The character on the left has orange hair and is wearing a military uniform with a skirt, thigh holster, and brown ankle boots.
She has a necklace and a bracelet, and is standing on one leg with her mouth open, looking at the viewer.
The character on the right has brown hair and is wearing a military uniform with a belt, brown knee-high boots, and fingerless gloves. She is also holding an assault rifle and has a pouch attached to her thigh.
Both characters have a simple white background.", "response_text": "The image contains text.
On the left side, there is text that reads "IMI GALIL" in large, bold letters, followed by "\u52a0\u5229\u5c14" in smaller text.
Below this, there is a section titled "BIOGRAPHY \u4eba\u7269\u7b80\u4ecb" with a rating scale and a description in Chinese characters.
The text is in a simple, clean font and is located in the upper left corner of the image.
On the right side, there is text that reads "SIG-510" in large, bold letters, followed by "\u7a81\u51fb\u6b65\u67aa" in smaller text.
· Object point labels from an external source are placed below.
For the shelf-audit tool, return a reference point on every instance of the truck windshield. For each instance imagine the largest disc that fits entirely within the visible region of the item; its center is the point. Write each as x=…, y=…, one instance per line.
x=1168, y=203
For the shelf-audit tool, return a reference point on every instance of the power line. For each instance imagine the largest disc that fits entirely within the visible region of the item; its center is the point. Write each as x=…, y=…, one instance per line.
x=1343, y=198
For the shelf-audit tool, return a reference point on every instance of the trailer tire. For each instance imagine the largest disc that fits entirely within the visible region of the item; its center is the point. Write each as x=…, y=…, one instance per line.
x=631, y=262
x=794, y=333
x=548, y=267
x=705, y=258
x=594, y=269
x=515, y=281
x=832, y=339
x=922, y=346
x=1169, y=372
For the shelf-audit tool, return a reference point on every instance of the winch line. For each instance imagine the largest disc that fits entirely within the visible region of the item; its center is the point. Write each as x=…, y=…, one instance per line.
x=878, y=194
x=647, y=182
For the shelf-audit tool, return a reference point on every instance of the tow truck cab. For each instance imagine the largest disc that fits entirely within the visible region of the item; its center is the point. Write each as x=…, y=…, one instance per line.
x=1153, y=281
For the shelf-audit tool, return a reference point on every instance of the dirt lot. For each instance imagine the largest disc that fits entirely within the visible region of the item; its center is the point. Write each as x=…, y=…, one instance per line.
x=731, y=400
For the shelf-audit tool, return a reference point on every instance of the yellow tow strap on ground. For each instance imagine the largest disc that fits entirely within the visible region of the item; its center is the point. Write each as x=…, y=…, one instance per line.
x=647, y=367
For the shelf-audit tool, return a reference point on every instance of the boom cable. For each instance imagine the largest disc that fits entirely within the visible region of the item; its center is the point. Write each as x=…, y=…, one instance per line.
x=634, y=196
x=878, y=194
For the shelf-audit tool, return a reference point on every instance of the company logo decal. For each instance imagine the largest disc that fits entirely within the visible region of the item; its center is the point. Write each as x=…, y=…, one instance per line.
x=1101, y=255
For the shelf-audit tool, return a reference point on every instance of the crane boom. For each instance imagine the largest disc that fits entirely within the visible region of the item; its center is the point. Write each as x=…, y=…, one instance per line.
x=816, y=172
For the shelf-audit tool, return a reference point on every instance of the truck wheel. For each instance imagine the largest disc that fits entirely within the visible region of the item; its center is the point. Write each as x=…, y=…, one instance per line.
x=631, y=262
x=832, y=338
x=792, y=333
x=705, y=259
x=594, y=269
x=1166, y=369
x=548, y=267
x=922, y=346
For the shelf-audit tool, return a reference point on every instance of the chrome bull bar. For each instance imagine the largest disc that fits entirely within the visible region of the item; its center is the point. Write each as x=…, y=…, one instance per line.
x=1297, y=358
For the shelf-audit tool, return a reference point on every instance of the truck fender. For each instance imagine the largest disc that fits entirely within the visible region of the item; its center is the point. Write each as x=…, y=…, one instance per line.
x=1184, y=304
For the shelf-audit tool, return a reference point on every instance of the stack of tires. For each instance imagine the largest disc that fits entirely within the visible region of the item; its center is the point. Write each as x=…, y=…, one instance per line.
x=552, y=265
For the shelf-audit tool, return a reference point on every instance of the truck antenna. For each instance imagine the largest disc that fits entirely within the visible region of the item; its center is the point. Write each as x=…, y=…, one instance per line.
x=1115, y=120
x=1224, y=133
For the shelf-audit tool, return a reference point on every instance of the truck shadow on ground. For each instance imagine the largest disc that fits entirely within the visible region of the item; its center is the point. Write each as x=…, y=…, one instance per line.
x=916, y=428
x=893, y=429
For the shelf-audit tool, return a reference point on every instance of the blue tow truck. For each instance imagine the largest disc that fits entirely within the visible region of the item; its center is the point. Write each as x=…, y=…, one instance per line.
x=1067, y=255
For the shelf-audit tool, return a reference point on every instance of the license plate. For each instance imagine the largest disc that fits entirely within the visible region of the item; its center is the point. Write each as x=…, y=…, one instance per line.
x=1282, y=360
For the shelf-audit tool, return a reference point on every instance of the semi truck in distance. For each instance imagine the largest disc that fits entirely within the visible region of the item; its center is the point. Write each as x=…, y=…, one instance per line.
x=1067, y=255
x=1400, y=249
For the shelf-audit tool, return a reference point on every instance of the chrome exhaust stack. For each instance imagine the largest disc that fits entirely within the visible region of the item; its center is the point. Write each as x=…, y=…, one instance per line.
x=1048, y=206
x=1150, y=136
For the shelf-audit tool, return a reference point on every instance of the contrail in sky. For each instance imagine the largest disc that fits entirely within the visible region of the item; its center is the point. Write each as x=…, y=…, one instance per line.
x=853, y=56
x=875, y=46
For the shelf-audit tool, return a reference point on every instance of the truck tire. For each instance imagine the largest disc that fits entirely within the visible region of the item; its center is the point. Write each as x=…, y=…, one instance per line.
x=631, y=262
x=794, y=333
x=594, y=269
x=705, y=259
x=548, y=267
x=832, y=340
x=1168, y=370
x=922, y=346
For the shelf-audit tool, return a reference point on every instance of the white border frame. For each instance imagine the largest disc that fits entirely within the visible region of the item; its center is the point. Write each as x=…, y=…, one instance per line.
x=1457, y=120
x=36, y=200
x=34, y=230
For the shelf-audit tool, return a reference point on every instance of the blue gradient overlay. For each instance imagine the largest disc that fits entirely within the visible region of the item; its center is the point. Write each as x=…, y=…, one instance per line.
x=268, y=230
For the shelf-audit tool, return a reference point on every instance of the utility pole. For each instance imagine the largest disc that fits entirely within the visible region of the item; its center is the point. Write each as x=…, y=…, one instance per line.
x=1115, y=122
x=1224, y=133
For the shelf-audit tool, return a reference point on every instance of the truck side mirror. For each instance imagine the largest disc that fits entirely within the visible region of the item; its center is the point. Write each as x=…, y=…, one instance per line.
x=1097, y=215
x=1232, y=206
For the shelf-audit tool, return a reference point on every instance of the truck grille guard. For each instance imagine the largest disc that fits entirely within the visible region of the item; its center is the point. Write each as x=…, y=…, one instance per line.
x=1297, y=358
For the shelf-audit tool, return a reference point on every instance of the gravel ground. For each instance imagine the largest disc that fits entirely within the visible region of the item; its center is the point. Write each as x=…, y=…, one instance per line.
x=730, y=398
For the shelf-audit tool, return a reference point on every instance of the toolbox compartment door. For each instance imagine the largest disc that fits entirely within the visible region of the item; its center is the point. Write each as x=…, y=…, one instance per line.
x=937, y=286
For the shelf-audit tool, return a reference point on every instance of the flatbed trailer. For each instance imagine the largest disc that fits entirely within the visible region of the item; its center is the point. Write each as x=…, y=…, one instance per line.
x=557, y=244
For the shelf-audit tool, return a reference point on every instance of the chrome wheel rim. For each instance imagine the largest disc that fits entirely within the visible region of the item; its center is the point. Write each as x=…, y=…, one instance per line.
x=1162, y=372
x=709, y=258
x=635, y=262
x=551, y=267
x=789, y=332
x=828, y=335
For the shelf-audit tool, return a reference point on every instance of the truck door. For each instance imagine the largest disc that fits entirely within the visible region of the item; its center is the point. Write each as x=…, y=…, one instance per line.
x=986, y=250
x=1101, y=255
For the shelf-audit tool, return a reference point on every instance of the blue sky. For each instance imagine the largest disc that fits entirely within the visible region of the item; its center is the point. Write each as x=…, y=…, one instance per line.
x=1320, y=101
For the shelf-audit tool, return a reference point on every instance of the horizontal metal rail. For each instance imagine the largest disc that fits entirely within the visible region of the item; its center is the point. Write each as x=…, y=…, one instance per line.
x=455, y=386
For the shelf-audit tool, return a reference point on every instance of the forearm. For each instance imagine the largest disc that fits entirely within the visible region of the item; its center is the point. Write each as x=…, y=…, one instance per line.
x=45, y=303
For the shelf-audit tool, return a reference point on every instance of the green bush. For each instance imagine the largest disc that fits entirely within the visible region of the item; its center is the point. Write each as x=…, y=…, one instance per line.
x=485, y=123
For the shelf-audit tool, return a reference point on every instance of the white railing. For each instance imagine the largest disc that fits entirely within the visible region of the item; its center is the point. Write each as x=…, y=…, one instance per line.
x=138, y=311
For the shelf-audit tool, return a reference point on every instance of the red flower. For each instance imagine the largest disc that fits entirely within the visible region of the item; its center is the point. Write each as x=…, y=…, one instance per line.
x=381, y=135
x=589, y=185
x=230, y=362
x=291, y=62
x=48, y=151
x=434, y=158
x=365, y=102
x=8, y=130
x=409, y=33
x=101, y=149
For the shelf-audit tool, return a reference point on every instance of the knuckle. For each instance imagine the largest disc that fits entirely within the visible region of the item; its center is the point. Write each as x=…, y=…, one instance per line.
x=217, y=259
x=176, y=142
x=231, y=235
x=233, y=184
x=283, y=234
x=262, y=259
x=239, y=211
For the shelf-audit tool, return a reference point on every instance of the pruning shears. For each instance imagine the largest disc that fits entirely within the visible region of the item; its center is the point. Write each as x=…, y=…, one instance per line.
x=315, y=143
Below this, there is a section titled "BIOGRAPHY \u4eba\u7269\u7b80\u4ecb" with a rating scale and a description in Chinese characters.
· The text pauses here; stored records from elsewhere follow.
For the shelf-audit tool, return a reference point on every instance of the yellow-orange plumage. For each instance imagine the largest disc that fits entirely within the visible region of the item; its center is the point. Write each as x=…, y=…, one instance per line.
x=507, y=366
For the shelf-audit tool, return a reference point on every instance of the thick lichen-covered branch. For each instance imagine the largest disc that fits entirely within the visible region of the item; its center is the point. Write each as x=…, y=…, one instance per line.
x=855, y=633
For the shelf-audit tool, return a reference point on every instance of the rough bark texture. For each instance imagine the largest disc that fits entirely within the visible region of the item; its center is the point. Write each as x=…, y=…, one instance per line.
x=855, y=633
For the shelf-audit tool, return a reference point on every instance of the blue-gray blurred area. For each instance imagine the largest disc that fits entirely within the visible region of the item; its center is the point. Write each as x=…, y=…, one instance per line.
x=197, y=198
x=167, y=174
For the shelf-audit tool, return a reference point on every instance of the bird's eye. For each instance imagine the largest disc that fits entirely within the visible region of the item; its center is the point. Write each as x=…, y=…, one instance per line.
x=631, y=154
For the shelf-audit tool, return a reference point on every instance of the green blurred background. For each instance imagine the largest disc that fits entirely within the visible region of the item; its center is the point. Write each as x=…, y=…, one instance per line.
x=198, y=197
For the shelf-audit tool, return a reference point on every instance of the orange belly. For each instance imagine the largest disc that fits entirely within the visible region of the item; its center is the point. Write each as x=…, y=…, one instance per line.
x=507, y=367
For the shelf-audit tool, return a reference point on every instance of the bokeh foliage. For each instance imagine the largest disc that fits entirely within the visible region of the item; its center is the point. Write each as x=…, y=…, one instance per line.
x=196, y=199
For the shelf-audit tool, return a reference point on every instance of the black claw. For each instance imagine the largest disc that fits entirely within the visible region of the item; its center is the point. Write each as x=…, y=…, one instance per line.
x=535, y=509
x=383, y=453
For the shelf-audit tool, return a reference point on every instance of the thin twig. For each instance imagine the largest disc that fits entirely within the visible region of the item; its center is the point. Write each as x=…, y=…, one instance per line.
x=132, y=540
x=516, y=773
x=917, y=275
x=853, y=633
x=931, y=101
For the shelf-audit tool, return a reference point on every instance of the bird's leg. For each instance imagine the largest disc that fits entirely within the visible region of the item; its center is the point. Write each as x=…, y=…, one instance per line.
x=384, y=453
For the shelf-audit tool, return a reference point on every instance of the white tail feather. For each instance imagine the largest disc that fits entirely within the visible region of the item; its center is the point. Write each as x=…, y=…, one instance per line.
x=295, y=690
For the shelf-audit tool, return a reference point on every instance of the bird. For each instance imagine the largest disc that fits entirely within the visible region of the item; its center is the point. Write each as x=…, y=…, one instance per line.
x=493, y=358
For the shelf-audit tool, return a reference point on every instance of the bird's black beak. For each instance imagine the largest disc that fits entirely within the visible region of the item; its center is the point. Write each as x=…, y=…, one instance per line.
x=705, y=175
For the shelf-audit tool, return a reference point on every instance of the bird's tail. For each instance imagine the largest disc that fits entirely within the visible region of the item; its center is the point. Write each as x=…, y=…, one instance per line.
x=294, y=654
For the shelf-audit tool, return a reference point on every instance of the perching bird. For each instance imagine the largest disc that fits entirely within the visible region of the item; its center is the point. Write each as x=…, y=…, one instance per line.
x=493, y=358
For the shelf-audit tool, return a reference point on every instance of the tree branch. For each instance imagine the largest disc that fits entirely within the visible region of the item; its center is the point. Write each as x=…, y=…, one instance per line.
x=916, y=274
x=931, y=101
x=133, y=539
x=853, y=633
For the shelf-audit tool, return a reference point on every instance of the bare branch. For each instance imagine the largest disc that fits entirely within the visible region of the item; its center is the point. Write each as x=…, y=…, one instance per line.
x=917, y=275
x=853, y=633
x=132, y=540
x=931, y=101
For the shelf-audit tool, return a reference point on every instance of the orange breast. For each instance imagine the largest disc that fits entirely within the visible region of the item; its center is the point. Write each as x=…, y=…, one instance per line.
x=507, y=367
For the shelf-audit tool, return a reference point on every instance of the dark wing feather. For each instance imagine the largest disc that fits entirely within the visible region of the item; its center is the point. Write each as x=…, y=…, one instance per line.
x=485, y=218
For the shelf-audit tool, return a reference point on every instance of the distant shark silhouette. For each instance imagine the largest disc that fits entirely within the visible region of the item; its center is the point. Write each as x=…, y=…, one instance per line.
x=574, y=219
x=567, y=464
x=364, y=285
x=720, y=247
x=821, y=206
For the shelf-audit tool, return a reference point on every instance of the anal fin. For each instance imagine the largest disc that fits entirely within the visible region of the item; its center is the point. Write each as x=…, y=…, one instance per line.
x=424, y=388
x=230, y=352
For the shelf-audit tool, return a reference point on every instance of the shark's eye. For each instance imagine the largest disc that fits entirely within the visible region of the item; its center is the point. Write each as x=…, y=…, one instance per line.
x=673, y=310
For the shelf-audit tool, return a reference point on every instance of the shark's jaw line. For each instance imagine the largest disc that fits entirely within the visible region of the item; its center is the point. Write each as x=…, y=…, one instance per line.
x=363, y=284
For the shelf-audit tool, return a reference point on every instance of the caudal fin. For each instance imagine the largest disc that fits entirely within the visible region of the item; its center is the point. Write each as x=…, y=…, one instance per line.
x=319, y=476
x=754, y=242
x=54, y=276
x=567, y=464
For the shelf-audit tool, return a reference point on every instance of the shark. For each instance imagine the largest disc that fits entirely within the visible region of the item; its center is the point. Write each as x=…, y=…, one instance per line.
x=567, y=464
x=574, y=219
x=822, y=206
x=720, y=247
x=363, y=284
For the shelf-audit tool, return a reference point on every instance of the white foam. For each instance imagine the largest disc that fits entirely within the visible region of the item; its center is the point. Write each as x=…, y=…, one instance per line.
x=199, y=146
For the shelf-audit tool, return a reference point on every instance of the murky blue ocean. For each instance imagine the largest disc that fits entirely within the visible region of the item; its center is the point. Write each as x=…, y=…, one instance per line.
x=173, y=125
The text is in a simple, clean font and is located in the upper right corner of the image.
All the unicode appeared in text are actually correct and meaningful:
\u52a0\u5229\u5c14 加利尔
\u4eba\u7269\u7b80\u4ecb 人物简介
\u7a81\u51fb\u6b65\u67aa 突击步枪
Reproduction
Please check the description above, I guess you can use provided image to reproduce this bug easily?
Environment
Not related to bug itself.
Error traceback
No response
the output is captured directly after tokenizer decode, wondering if it is related to tokenizer implementation?
Since I also found your official website version doesn't have this issue: https://internvl.opengvlab.com/
If possible, please provide more code details and specify the model versions used.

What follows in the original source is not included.